Using the CLI, you can create uniform instance group clusters that specify a unique custom AMI for each instance type in the instance group. This allows you to use different instance architectures in the same instance group. Each instance type must use a custom AMI with a matching architecture. For example, you would configure an m5.xlarge instance type with an x86_64 architecture custom AMI, and an m6g.xlarge instance type with a corresponding AWS AARCH64 (ARM) architecture custom AMI.

The following example shows a uniform instance group cluster created with two instance types, each with its own custom AMI. Notice that the custom AMIs are specified only at the instance type level, not at the cluster level. This is to avoid conflicts between the instance type AMIs and an AMI at the cluster level, which would cause the cluster launch to fail.

aws emr create-cluster --release-label emr-5.30.0 \ --service-role EMR_DefaultRole \ --ec2-attributes SubnetId=subnet-22XXXX01,InstanceProfile=EMR_EC2_DefaultRole \ --instance-groups \ InstanceGroupType=MASTER,InstanceType=m5.xlarge,InstanceCount=1,CustomAmiId=ami-123456 \ InstanceGroupType=CORE,InstanceType=m6g.xlarge,InstanceCount=1,CustomAmiId=ami-234567

You can add multiple custom AMIs to an instance group that you add to a running cluster. The CustomAmiId argument can be used with the add-instance-groups command as shown in the following example.

aws emr add-instance-groups --cluster-id j-123456 \ --instance-groups \ InstanceGroupType=Task,InstanceType=m5.xlarge,InstanceCount=1,CustomAmiId=ami-123456

Use the Java SDK to create an instance group

You instantiate an InstanceGroupConfig object that specifies the configuration of an instance group for a cluster. To use Spot Instances, you set the withBidPrice and withMarket properties on the InstanceGroupConfig object.
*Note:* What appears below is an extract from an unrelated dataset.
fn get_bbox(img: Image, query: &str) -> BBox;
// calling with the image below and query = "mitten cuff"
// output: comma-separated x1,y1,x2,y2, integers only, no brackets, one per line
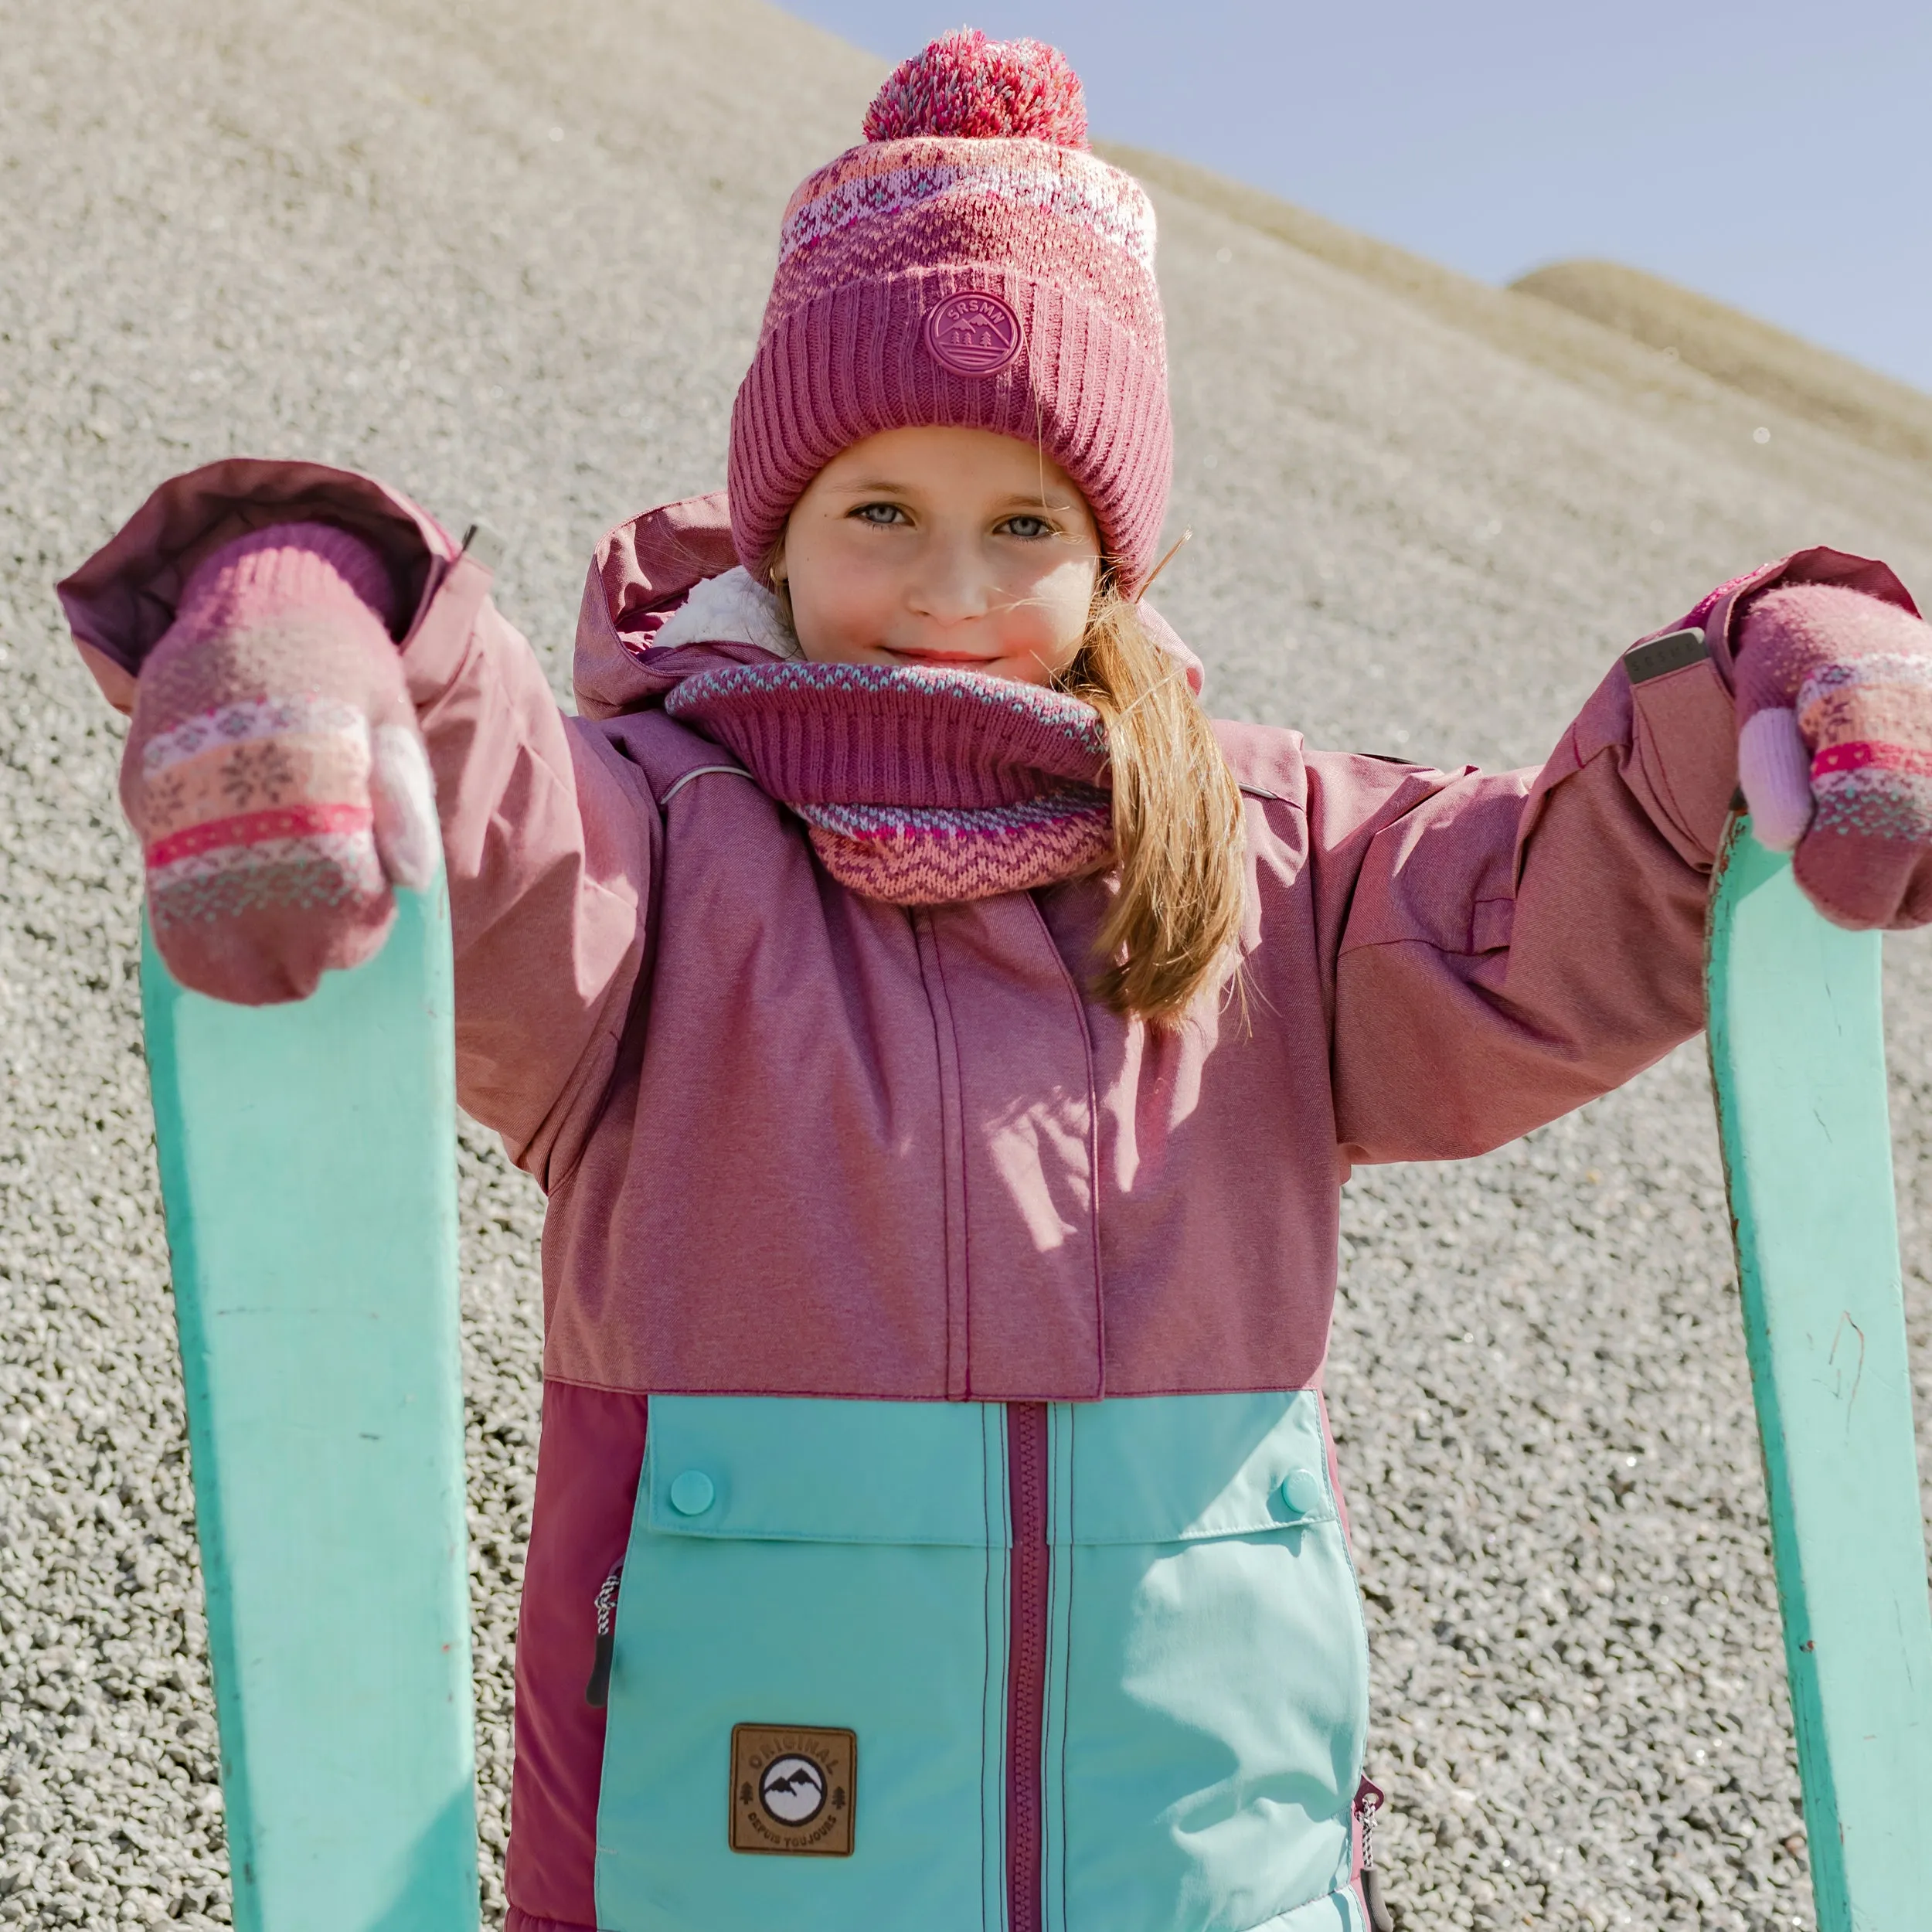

The following code shows how to define primary, core, and task instance groups that run Spot Instances.

InstanceGroupConfig instanceGroupConfigMaster = new InstanceGroupConfig() .withInstanceCount(1) .withInstanceRole("MASTER") .withInstanceType("m4.large") .withMarket("SPOT") .withBidPrice("0.25"); InstanceGroupConfig instanceGroupConfigCore = new InstanceGroupConfig() .withInstanceCount(4) .withInstanceRole("CORE") .withInstanceType("m4.large") .withMarket("SPOT") .withBidPrice("0.03"); InstanceGroupConfig instanceGroupConfigTask = new InstanceGroupConfig() .withInstanceCount(2) .withInstanceRole("TASK") .withInstanceType("m4.large") .withMarket("SPOT") .withBidPrice("0.10");